A partire da queste considerazioni, Fassin conclude il suo lavoro riconducendo il potere discrezionale esercitato dalla polizia a una vera e propria “economia morale”, ossia a «un insieme di valori e disposizioni che permettono di rendere intelligibile ciò che altrimenti apparirebbe strettamente immorale» (p. 277). Questa economia morale implica che due diversi elementi siano in tensione: il principio di giustizia, secondo cui è normale maltrattare un presunto colpevole, soprattutto se non si ha la sicurezza che verrà condannato dalle istituzioni giudiziarie; la logica di risentimento, che esprime una profonda frustrazione dovuta alla constatazione dell’ingratitudine della popolazione e dell’inefficienza dei giudici. In un simile contesto politico e morale, osserva Fassin, la «radicalizzazione del discorso pubblico contribuisce a produrre e legittimare l’ethos della polizia, generando ostilità nel mondo sociale e chiedendo sempre più severità. All’intolleranza (nei confronti di certe parti della popolazione) va ad aggiungersi l’intolleranza alla tolleranza (attribuita ai magistrati). Gli agenti si sentono allora autorizzati a farsi giustizia da soli: una giustizia socialmente mirata» (p. 278).

Attraverso la categoria di economia morale si fa dunque evidente la tesi portante del lavoro di Fassin: anziché “mantenere l’ordine”, la polizia protegge uno specifico ordine sociale, contrassegnato da crescenti disuguaglianze economiche e da una preoccupante discriminazione razziale.
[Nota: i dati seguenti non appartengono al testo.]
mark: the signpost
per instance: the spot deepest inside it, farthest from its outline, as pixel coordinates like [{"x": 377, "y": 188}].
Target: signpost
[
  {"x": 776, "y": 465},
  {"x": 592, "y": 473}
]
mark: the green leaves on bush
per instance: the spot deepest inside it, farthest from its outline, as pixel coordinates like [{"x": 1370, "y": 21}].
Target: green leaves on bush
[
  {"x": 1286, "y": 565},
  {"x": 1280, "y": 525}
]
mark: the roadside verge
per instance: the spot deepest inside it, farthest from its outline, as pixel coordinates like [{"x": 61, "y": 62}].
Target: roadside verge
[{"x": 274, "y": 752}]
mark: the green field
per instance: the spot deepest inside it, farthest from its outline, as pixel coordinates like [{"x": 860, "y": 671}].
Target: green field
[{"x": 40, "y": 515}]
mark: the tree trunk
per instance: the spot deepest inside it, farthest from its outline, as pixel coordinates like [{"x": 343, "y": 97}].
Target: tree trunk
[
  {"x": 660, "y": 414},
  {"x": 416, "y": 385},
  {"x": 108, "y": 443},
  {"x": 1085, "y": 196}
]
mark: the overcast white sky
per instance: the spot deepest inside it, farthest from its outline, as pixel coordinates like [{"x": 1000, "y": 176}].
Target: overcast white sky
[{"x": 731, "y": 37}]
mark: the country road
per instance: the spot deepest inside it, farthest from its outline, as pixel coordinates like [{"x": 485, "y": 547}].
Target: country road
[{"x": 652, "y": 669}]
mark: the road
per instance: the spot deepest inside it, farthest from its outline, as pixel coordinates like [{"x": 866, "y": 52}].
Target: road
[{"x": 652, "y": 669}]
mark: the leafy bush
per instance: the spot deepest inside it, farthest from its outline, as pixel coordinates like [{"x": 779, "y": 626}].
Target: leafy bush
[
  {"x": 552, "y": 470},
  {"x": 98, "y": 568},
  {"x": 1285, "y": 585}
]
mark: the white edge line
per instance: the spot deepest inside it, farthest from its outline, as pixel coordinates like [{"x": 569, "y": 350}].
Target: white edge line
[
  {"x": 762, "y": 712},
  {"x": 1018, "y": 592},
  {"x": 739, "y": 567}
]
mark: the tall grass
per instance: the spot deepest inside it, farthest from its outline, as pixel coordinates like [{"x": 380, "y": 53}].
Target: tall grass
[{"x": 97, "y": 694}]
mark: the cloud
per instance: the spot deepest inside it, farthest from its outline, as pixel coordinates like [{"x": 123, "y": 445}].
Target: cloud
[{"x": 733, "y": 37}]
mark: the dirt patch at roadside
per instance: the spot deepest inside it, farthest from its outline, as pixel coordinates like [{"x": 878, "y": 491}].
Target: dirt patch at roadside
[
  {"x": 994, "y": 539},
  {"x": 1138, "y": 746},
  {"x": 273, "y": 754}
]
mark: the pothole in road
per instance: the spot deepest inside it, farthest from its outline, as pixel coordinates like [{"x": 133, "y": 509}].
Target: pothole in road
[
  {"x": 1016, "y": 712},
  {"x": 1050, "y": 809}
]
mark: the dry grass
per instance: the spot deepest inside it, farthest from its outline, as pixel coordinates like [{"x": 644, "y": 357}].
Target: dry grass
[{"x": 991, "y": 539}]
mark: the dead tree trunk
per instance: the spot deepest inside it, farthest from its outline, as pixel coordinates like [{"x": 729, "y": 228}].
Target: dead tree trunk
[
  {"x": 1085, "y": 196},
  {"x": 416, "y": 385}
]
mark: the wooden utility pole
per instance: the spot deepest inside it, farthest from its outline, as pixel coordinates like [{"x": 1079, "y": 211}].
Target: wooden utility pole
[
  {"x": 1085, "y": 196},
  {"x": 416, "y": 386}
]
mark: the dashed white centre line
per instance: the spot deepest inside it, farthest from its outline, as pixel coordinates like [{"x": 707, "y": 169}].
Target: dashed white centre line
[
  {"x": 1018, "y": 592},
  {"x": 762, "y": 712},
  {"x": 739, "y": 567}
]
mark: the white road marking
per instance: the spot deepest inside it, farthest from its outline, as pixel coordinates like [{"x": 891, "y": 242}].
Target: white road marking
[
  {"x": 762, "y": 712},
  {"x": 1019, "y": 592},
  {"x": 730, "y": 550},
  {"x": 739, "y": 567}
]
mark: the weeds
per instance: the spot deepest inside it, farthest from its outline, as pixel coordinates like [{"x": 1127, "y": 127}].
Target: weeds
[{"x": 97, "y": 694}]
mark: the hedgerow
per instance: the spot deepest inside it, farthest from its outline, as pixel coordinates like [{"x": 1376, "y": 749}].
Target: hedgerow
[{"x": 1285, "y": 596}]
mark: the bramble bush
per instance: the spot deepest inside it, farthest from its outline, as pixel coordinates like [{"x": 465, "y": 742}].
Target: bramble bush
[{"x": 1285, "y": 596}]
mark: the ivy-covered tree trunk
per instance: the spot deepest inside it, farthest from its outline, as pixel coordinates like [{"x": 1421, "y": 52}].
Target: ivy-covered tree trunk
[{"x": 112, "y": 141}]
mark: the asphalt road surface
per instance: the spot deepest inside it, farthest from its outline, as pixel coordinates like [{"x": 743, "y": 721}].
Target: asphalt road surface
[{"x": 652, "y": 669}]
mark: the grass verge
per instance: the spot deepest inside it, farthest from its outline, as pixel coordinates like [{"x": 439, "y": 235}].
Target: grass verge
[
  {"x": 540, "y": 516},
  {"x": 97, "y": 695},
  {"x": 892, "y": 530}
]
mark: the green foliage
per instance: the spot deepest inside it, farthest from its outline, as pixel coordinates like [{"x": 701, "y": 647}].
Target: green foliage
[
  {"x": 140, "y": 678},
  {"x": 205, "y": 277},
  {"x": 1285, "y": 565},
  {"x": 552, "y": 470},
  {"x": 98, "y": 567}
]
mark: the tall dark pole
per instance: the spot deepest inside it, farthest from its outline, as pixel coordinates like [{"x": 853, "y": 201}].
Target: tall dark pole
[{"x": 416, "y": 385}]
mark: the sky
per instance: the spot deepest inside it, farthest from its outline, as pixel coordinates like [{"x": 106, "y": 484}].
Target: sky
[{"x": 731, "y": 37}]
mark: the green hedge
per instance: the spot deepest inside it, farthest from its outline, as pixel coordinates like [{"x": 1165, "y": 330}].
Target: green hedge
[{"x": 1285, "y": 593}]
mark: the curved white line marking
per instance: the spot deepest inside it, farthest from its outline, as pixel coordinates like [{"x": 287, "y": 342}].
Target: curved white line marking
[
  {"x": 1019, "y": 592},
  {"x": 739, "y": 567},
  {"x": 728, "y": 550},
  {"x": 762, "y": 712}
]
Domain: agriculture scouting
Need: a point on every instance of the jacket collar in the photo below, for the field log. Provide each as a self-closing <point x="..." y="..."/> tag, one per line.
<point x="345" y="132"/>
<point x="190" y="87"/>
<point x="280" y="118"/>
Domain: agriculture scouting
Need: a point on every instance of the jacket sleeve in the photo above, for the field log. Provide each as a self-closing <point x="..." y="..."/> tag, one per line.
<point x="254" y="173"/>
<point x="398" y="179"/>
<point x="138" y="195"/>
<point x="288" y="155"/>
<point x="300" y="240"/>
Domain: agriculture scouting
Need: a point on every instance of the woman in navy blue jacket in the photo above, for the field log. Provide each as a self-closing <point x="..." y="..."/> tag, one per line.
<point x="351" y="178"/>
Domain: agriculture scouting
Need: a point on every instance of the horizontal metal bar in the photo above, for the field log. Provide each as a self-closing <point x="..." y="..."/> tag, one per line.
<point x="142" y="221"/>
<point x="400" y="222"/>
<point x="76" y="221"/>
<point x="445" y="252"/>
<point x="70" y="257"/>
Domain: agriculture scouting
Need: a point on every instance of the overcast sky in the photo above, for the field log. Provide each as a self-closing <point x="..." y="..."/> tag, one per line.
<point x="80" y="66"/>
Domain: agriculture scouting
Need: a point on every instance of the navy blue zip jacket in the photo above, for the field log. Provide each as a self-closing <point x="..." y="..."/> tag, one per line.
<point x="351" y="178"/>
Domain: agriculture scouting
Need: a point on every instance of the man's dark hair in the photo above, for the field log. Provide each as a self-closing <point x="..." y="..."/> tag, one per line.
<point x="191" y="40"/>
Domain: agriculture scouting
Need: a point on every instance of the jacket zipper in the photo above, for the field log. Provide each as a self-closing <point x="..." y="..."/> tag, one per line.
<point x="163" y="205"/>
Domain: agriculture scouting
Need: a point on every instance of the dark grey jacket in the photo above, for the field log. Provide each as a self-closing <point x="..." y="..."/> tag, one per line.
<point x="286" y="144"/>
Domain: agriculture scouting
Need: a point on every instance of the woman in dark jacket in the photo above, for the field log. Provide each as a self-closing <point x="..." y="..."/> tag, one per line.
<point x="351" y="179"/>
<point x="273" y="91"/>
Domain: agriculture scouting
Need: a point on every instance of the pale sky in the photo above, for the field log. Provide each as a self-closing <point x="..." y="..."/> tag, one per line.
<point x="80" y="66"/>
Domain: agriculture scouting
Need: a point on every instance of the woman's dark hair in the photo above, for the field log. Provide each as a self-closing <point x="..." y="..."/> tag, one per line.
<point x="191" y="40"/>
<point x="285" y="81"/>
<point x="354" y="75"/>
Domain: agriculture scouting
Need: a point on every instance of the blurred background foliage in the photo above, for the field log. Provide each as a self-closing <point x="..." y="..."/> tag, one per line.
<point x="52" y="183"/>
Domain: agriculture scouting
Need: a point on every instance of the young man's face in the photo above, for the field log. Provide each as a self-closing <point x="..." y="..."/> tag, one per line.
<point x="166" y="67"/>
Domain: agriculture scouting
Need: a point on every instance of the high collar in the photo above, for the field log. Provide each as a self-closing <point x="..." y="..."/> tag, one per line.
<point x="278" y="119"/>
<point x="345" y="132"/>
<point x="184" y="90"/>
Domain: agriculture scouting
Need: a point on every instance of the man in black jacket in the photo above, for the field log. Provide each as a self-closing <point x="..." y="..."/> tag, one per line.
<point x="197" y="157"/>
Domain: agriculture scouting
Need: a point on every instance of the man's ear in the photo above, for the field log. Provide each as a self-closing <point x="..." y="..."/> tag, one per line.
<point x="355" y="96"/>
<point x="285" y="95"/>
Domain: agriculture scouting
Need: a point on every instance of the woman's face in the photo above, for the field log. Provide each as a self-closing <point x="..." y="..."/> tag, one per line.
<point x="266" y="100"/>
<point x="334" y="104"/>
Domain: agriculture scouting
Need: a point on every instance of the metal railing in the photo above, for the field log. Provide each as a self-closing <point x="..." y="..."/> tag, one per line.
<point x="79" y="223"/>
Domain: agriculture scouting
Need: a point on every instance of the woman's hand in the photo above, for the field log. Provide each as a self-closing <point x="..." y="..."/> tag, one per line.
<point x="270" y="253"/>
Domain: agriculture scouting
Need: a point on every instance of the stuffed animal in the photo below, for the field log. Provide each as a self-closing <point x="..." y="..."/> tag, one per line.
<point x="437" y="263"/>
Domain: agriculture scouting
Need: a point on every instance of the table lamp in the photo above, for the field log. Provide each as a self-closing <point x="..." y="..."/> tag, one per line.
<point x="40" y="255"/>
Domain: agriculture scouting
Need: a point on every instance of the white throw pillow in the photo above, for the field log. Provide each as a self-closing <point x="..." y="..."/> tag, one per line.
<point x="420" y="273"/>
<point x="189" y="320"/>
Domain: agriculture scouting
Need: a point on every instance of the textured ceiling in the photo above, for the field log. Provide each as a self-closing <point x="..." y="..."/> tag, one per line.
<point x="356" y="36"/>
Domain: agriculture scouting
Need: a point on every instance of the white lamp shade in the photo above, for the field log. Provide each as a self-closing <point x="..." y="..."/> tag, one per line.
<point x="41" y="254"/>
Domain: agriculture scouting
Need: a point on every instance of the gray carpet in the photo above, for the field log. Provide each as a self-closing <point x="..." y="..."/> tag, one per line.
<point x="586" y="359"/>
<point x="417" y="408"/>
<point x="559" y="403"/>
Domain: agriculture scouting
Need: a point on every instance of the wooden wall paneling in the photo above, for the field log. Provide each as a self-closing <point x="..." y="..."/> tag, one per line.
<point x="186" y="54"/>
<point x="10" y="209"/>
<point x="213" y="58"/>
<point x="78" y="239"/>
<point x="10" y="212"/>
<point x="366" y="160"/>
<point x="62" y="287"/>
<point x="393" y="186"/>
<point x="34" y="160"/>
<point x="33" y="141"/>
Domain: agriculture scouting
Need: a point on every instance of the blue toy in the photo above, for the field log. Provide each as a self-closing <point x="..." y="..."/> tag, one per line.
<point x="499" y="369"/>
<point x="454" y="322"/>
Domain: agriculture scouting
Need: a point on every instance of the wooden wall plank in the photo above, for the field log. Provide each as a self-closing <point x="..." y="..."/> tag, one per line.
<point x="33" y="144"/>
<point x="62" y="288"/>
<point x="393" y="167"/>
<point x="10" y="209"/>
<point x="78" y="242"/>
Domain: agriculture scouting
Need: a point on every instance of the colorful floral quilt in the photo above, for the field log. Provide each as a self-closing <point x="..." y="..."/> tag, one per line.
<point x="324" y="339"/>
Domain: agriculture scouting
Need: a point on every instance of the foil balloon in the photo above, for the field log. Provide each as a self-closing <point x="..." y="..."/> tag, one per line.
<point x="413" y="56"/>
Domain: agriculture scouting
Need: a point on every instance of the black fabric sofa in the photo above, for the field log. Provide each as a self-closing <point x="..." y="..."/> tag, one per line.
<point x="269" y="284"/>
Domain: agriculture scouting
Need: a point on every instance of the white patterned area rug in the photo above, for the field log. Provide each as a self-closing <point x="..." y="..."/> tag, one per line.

Per tutti questi elementi – e per i molti altri qui non evidenziati per motivi di spazio – La forza dell’ordine è un libro che in molti dovrebbero leggere. I comuni cittadini, per comprendere meglio come funzionano le istituzioni poliziesche, con le quali magari non vengono di frequente in contatto ma con cui potrebbero trovarsi un giorno a fare i conti. Gli appartenenti alle forze di polizia, per riflettere con maggiore consapevolezza sul proprio lavoro e sul proprio ruolo sociale, ma in particolare sulle conseguenze e sulle implicazioni delle loro azioni. I ricercatori, soprattutto se guidati da spirito critico e se rivestono anche il ruolo di attivisti, per imparare come l’impegno civico e politico, o addirittura il coinvolgimento personale, possano – e debbano – andare di pari passo con il rigore metodologico e la profondità analitica.